Passados dos 30’, Pratto começou a destacar na partida e fez a melhor finalização do jogo até o momento.  Mas Wéverton defende no melhor estilo “pulo do gato”. Na sequência, o Furacão ficou acuado e recebeu outra investida do time argentino e Lucas Pratto perdeu outra oportunidade. Devido a insistência do time da casa e a torcida apoiando, foi fácil perceber que logo chegaria o gol do Vélez. Não deu outra, na quarta cobrança de escanteio, Tobi abriu o placar no Estádio José Amalfitani. Placar que persistiu até o apito final do árbitro, já que o time rubro-negrO perdeu a força de reação na primeira etapa.

Foto: Juan Mabromata
Mesmo com a falta de criação na 'meiuca', a equipe paranaense voltou com a mesma formação.
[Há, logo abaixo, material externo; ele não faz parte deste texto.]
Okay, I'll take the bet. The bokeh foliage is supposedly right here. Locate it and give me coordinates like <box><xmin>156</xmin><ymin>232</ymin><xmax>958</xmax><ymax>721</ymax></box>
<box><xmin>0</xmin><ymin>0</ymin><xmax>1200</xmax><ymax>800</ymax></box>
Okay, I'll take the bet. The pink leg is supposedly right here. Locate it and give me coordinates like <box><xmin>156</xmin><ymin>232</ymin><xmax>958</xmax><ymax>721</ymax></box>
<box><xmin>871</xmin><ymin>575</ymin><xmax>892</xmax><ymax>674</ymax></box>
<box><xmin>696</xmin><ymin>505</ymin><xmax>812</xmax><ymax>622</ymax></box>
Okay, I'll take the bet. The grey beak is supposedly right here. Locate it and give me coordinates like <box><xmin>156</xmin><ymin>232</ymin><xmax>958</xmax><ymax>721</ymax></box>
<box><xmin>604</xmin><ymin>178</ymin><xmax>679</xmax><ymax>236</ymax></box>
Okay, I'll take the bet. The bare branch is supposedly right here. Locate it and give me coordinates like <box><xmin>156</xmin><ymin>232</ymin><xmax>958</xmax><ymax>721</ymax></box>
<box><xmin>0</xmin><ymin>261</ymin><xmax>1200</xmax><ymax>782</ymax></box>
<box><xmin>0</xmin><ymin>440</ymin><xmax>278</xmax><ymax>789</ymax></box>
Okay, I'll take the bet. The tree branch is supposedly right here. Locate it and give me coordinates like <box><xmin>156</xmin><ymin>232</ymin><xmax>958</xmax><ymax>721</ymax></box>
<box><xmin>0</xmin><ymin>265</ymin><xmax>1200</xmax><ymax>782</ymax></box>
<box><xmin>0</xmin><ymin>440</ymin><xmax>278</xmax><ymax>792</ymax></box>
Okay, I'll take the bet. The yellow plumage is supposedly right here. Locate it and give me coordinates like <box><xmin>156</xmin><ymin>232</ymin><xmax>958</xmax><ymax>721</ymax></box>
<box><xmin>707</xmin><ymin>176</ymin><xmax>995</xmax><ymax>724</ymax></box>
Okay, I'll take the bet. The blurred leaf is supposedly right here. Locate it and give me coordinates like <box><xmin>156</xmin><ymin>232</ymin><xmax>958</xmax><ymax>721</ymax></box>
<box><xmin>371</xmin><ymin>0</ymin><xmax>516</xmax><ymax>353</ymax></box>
Porém, voltou com mais vontade em seus jogadores. É, foi de cogitar que a conversa de dentro do vestiário valeu a pena. Natanael ganhou espaço na lateral para jogar, consequentemente, destaque no time visitante. Mas isso não foi o bastante para continuar com a mesma equipe. Assim, o treinador Miguel Angel Portugal fez a primeira alteração no time. Sacou um volante e colocou um atacante. Na sequência, tirou um meia e colocou outro atacante. Nessa altura na partida, o Furacão tinha três atacantes.

Substituições que surtiram efeito na equipe atleticana. Assim, o Vélez foi obrigado a mexer no time também. Tudo indicava que iria chegar um defensor, mas o treinador do time da casa foi abusado e colocou um meia de velocidade. Depois desse troca-troca, o Vélez proporcionou ao Atlético dificuldades na saída de bola. E foi assim que o El Paranaense levou o segundo gol da partida, pois Lucas Pratto recebeu um prato cheio e ampliou o placar depois de antecipar do zagueiro Manoel e do goleiro Wéverton, aos 33’.

Foto: Juan Mabromata
Depois de levar o segundo, o treinador do Atlético proporcionou o que todos queriam ver, mas bem atrasado. Adriano em campo, mesmo injuriado, o atacante ainda teve uma oportunidade desperdiçada. Depois disso, o combate teve aquela velha catimba argentina e muitas faltas na meia cancha. Mesmo com o Furacão investindo em bolas aéreas para o Imperador. Assim, com três minutos de acréscimo o placar persistiu em 2 a 0 até o apito final do árbitro uruguaio.